The experiments show that Parallware provides performance speedups between 2x and 40x on the Titan supercomputer at ORNL.
LAPLACE: Computation of the Laplace transformation using an iterative method.
SAXPY: Vector sum and multiplication operations in simple precision.
DAXPY: Vector sum and multiplication operations in double precision.

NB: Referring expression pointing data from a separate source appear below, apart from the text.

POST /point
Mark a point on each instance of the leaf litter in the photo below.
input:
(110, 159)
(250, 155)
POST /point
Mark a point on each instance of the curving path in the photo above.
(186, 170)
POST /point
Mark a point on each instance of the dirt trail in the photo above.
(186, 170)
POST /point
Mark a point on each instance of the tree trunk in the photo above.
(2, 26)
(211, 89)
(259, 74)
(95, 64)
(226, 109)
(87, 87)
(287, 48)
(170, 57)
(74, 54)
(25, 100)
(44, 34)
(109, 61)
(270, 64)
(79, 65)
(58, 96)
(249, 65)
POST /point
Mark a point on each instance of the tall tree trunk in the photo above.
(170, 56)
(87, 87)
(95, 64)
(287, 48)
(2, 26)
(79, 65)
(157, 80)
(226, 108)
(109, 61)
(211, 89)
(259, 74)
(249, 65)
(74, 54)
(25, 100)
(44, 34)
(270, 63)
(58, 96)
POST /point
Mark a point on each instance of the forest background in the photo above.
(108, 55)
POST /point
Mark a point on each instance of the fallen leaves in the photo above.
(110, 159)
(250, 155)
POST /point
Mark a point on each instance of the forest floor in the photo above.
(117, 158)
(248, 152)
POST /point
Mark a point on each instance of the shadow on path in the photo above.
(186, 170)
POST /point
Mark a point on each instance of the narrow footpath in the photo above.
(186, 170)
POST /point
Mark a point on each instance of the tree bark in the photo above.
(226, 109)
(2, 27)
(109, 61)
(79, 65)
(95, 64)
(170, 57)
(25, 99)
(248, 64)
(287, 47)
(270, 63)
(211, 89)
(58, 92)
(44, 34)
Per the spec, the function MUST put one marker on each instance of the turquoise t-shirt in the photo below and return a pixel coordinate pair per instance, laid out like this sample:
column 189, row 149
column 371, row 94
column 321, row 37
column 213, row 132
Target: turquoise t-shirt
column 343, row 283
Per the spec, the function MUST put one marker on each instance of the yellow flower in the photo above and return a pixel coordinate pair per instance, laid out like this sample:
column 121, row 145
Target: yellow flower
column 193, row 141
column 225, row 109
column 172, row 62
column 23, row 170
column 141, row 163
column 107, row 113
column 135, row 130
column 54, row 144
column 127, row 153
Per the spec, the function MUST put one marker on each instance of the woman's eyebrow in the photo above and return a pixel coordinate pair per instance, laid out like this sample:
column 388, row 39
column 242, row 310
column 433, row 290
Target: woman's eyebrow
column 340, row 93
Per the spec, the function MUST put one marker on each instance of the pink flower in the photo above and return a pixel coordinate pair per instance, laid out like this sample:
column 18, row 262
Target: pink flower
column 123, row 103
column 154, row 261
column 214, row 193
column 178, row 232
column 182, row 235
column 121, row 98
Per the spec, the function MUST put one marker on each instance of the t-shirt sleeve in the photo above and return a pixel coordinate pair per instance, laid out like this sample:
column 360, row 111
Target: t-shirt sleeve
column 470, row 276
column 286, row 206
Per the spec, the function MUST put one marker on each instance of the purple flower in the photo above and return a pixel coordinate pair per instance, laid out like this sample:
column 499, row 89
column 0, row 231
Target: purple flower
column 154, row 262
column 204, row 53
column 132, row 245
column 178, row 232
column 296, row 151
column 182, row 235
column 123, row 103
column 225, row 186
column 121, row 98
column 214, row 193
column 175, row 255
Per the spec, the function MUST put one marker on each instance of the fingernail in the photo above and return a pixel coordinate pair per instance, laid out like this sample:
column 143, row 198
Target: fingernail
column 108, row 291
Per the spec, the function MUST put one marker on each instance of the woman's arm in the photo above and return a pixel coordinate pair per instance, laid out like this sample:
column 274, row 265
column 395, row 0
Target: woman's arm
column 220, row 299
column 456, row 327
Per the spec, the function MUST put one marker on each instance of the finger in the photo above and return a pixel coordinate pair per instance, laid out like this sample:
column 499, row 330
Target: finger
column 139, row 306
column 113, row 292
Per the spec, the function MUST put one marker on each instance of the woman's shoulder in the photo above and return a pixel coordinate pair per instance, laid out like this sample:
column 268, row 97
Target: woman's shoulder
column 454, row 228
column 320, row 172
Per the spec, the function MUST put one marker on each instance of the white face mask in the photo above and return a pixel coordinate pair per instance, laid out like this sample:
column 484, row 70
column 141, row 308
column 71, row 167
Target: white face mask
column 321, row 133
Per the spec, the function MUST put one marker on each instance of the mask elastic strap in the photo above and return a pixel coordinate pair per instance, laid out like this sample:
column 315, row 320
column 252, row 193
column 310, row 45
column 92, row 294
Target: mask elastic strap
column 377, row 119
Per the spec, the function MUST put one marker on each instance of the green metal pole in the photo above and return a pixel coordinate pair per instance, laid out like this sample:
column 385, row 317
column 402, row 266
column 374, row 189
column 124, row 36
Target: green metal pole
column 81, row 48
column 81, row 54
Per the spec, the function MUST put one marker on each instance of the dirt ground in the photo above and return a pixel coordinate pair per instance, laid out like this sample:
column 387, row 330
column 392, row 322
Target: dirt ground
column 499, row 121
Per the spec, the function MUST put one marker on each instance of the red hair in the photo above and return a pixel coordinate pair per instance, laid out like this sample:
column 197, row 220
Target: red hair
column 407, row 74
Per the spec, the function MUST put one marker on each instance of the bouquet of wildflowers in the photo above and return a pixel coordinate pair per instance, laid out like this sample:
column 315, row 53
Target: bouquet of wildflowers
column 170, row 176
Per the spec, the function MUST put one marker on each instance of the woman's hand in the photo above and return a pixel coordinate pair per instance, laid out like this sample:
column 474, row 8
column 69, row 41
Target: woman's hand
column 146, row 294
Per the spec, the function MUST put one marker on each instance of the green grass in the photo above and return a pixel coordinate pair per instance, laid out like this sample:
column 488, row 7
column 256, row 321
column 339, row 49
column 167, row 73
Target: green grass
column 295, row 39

SPMV: Sparse matrix-vector multiplication (using CRS format)
ATMUX: Sparse transposed-matrix vector multiplication (using CRS format)
MATVEC: Multiplication of a 2D matrix by a vector.
MANDEL: Computes Mandelbrot fractals.
PI: Approximation of the value of the number pi using the integration method.
PRIME: Sum of prime numbers in a given range (unbalanced computation).
MATMUL: Multiplication of two 2D matrices.
COULOMB: Computes the electric potential generated by a set of charged particles.
Success Story NAS Parallel Benchmarks (NPB)
The NAS Parallel Benchmarks (NPB) are a set of benchmarks targeting performance evaluation of highly parallel supercomputers. They are developed and maintained by the NASA Advanced Supercomputing (NAS) Division (formerly the NASA Numerical Aerodynamic Simulation Program) based at the NASA Ames Research Center. The NPB are valuable in that they are rigorous, offer a wide range of test sizes, and in contrast to other synthetic benchmarks, they simulate computation algorithms that are close to real-life applications. The benchmark NPB EP is an embarrassingly parallel program where two-dimensional statistics are accumulated from a large number of Gaussian pseudo random numbers which are generated using the Marsaglia polar method.
The extraction of parallelism in the source code of NPB EP is a great technical challenge mainly because it performs irregular computations through subscripted subscripts. In addition, it has complex control flows arising from branches and procedure calls that may potentially lead to unpredictable race-conditions at run-time. NPB provides a reference OpenMP parallel implementation that handles race-conditions in NPB EP through array privatization and array reduction operations. Each thread is provided with a private copy of the array, and computes partial results on its array copy. At the end, the private copies of each thread are reduced into a single array. Parallware supports several parallelization strategies that apply to the source code of NPB EP. In particular, it supports the parallelization strategy used in the OpenMP parallel implementation of NPB EP.